Una vez más, se ordenó su detención y hasta ayer a la mañana, no se había logrado dar con su paradero. El joven, en breve diálogo con medios de comunicación, aseguró ser inocente y explicó que estuvo en su hogar durante todo este tiempo y que “nadie fue a buscarlo”.
Esa versión fue apuntalada por los dichos de su pareja, quien también adujo que Vargas tiene marcas de golpes en su cuerpo, aparentemente y según sus propios dichos, son consecuencia de la primera detención policial.
Con la pericia dactiloscópica en mano y el resto de los indicios que fueran proporcionados por los efectivos de Investigaciones a la Justicia -grabaciones de cámaras de seguridad, la ropa y los cascos que se usaron en el robo, el dinero secuestrado y un automóvil que habría sido comprado con parte del dinero-, Gabriel Vargas será finalmente imputado por el delito de robo agravado por el uso de armas en calidad de coautor, según confirmaron fuentes ligadas a la investigación del hecho.

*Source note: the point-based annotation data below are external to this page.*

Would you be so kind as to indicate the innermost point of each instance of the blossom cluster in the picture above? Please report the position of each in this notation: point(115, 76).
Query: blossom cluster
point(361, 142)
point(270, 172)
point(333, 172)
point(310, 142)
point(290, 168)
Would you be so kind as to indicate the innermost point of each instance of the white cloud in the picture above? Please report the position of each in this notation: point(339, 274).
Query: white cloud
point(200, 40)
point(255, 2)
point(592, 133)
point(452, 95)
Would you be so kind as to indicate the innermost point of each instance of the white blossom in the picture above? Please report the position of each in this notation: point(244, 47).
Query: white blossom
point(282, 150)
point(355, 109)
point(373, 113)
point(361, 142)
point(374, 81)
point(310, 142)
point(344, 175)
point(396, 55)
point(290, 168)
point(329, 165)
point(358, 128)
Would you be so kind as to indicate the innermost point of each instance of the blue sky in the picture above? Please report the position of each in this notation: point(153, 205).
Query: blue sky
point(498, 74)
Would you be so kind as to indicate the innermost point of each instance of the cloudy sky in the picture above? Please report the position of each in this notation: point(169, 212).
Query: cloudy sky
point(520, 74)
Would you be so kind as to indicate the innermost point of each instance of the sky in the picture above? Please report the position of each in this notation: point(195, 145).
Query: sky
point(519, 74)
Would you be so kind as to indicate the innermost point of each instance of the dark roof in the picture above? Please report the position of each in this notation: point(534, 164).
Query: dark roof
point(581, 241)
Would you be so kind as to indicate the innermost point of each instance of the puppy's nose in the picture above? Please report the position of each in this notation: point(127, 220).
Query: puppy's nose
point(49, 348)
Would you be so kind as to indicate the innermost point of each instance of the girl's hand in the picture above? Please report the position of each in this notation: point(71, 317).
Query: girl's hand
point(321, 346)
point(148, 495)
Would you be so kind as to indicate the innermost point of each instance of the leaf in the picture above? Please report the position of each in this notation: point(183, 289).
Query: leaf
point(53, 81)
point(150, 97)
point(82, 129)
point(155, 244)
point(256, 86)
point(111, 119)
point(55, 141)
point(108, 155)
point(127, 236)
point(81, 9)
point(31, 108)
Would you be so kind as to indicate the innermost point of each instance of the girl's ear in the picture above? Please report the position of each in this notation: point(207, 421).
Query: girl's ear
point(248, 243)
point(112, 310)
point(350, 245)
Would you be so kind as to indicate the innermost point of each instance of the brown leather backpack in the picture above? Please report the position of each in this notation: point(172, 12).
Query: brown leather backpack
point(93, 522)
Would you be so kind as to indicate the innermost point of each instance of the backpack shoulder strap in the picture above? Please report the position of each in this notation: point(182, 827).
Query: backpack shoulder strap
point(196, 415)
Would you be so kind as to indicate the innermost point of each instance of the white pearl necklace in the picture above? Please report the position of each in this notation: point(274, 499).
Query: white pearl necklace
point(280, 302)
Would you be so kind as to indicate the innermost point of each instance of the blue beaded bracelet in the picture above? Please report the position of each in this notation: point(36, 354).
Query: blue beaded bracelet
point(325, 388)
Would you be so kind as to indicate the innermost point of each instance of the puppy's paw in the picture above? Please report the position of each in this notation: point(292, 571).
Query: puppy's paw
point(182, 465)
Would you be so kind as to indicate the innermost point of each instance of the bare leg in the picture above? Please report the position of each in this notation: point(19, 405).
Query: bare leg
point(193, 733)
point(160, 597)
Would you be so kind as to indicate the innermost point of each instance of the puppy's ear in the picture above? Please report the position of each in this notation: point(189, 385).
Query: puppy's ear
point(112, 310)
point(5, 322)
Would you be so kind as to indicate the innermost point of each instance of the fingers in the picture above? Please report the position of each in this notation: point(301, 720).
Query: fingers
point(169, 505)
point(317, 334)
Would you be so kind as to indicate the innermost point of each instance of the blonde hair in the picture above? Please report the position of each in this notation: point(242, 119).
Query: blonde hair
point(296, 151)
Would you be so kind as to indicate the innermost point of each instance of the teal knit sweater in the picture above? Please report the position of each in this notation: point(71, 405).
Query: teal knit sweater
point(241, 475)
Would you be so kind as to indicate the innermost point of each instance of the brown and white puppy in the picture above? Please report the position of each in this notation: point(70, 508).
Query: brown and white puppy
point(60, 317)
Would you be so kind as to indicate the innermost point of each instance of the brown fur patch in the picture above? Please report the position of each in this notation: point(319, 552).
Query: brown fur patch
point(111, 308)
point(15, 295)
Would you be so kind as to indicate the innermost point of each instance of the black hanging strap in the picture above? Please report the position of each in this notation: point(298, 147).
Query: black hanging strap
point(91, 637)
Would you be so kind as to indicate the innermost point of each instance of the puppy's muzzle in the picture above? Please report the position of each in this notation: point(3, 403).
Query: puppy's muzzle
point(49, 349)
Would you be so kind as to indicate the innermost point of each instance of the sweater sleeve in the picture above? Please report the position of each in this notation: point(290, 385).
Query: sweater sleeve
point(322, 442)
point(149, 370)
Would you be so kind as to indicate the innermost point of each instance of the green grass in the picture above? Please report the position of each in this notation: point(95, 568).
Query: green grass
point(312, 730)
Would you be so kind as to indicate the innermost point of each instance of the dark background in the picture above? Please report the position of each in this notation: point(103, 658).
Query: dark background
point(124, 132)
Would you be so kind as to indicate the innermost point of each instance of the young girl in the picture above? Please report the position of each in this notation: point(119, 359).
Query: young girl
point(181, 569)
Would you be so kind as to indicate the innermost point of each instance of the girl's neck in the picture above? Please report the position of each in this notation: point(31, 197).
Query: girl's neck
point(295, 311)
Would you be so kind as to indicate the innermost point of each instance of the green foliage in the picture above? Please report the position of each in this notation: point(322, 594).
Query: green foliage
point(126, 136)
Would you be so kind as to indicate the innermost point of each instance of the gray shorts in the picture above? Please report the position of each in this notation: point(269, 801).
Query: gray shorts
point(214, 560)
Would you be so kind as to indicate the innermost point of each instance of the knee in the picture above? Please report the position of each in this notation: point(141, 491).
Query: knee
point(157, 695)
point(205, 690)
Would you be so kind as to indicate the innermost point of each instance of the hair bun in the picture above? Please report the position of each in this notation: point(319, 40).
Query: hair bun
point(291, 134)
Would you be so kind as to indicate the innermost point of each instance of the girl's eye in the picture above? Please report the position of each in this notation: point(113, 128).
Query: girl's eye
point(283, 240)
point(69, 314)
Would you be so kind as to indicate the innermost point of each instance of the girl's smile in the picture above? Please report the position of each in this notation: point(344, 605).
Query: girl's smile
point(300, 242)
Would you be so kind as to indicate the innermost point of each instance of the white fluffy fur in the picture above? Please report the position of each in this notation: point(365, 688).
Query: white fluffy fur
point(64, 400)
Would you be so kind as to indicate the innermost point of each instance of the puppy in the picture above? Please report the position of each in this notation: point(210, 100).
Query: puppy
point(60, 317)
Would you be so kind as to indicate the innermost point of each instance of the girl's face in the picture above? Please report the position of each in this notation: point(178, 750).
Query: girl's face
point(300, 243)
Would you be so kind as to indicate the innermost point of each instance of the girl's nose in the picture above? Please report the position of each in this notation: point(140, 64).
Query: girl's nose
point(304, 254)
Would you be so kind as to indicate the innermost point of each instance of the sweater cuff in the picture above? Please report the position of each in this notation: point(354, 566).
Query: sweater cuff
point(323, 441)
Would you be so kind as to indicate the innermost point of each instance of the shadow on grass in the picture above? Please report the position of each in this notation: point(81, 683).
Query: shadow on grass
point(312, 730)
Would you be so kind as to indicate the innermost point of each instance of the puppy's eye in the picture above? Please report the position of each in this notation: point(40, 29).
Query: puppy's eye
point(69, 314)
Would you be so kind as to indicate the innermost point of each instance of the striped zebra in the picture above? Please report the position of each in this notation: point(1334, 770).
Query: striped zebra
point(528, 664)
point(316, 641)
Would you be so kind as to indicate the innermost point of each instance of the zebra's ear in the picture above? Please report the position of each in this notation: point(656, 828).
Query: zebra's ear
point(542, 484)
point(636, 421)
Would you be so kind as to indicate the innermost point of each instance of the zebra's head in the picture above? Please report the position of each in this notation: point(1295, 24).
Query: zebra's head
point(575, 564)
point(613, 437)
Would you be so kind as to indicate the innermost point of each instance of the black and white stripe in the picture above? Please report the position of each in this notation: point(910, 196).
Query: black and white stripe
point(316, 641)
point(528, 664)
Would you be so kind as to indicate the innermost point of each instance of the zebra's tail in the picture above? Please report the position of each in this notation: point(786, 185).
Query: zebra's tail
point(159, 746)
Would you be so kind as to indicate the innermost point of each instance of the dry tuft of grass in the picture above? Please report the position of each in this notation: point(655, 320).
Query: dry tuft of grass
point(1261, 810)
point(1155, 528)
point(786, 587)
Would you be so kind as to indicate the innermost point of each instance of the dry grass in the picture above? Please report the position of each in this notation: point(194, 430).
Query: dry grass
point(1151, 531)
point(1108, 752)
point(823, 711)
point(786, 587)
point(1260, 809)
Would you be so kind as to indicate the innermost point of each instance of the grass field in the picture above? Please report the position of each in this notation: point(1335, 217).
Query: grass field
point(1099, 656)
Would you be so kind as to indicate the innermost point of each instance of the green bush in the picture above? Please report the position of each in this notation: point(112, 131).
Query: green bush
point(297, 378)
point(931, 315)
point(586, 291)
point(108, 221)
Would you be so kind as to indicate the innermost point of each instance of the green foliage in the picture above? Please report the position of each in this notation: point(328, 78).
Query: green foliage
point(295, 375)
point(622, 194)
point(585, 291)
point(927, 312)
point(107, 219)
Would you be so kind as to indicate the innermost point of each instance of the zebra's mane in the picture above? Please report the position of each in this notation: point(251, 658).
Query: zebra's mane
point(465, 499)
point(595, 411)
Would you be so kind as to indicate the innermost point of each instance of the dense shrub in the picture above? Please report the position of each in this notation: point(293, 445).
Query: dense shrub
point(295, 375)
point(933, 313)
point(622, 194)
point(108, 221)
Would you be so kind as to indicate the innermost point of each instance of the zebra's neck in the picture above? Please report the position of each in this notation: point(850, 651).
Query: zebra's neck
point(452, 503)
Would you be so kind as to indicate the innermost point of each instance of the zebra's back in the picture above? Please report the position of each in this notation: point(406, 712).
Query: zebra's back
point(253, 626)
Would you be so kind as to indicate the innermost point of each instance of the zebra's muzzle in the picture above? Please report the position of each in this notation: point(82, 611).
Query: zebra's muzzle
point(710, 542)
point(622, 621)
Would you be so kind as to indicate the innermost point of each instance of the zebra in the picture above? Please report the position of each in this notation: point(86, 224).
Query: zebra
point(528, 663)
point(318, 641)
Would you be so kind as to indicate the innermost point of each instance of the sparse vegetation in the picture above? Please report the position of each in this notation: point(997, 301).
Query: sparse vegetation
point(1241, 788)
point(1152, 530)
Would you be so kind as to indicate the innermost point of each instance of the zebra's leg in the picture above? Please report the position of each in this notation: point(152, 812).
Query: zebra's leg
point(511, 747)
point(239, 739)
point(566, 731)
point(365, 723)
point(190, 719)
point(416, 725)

Vargas fue asesorado en su primera detención por un abogado del foro local que, según trascendió, finalmente no tomaría el caso en sus manos.
Cabe destacar que, por el momento, resta encontrar al otro participante del asalto. Según la hipótesis de los pesquisas judiciales en base a las pruebas, Vargas sería quien cometió la peor parte del robo, golpeando e hiriendo a culatazos al dueño del centro de pagos para sacarle el bolso con la abultada suma de dinero.
Sin embargo, Vargas no actuó solo, ya que un cómplice lo esperó en una motocicleta durante el atraco y posteriormente, fue este sujeto quien logró perpetrar la fuga que los mantuvo impunes por un breve periodo de tiempo.
En el marco de la misma investigación, fue detenido y liberado otro sujeto de apellido Vargas, expolicía y ahora vinculado a una investigación de la Justicia Federal por tenencia de drogas para comercializar, ya que le hallaron 280 gramos de cocaína.
Prueba directa
La prueba fundamental es una huella dactilar que quedó en el cargador de la pistola que se usó durante el asalto armado. El objeto está secuestrado desde julio.